Digital inclusion: new administration, new definition
Defining what digital inclusion ‘is’ naturally proceeds defining a strategy to promote and deliver it.
The Department has been engaging with a range of stakeholders around a draft four pillar approach to defining digital inclusion, including through networks such as the LGA Digital Inclusion Network.
In their own words: “We have developed a draft definition of digital inclusion following a literature review and in partnership with other departments. Digital inclusion means ‘ensuring that everyone has the access, skills, support and confidence to participate in a modern digital society, whatever their circumstances’. This includes having: Access, Skills, Digital Services and Confidence.
But what do the practitioners on the ground think?
The crucial question in relation to this is, how does this draft definition feel to the local and community practitioners who will ultimately be delivering digital inclusion? Bringing them along on the definition into strategy journey seems, to me, pretty key.
We used our recent Let’s Get Digital event in Durham to explore this.
You can read the report on the workshops we ran, which we have also shared with DSIT. Even better, explore the ‘video wall’ of vox pops to hear it all from the [digital inclusion] horse’s mouth.
You can read and watch here.
My main take outs from our workshops in Durham
It was interesting, energising and inspiring to start discussing the possible DSIT pillars with a wide range of practitioners, advocates and enthusiasts from Durham and further afield across the North East. My summary of the main themes that arose under each pillar:
- On access – that access works better when people can support others to achieve it; that access is meaningless without skills and confidence; that affordability viz access matters; that rural areas need special support. That people need choice.
- On skills – that the key to engaging people in digital skills is to engage them in something that is of interest or use or needed – ‘the hook’. That people are the key to engaging people in skills; that trusted community intermediaries have great scope and potential. That there needs to be an outreach element to this work to get to people; that rural communities need attention.

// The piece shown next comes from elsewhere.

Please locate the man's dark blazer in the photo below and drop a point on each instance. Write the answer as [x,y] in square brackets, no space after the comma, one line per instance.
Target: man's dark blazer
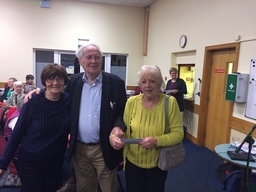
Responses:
[111,113]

- On digital services – that we need people to support people to use digital services and that there is an opportunity there to build understanding, skills and confidence as we do that. That digital service design needs to take better/ proper account of digital exclusion and that excluded and marginalised users should be part of iteration and testing. Safety is important.
- On confidence – that personal social networks ‘the individual’s support system’ can support the building of confidence; as can local/ community champions; that digital confidence could be part of every day conversations for service providers. That trust and safety are important.
The critical importance of people – in supporting people with digital inclusion
It’s very clear that the one pervading theme cropping up across each of these pillars is the role, capacity and potential of the human advocate or helper (AKA digital champion).
It is also very clear that ‘talking digital inclusion’ as a matter of course, in any number and range of every day conversations, increases the chances of identifying and reaching the digitally excluded.
The good news? Those people and those networks already exist in the VCSE sector, in local authorities and local health services. They ‘just’ need supporting, extending and sustaining.
That potential also already exists in the private sector, both through service providers (banks, retailers, utilities etc) and businesses who can deliver digital inclusion through social value commitments. Like Capgemini whose partnership with Digital Unite in the Let's Get Digital projects is precisely the enactment of their social value commitments.
Although we’ve got a digital inclusion need, we’ve also already got the capacity to meet it: people.
Digital inclusion: nothing about us without us.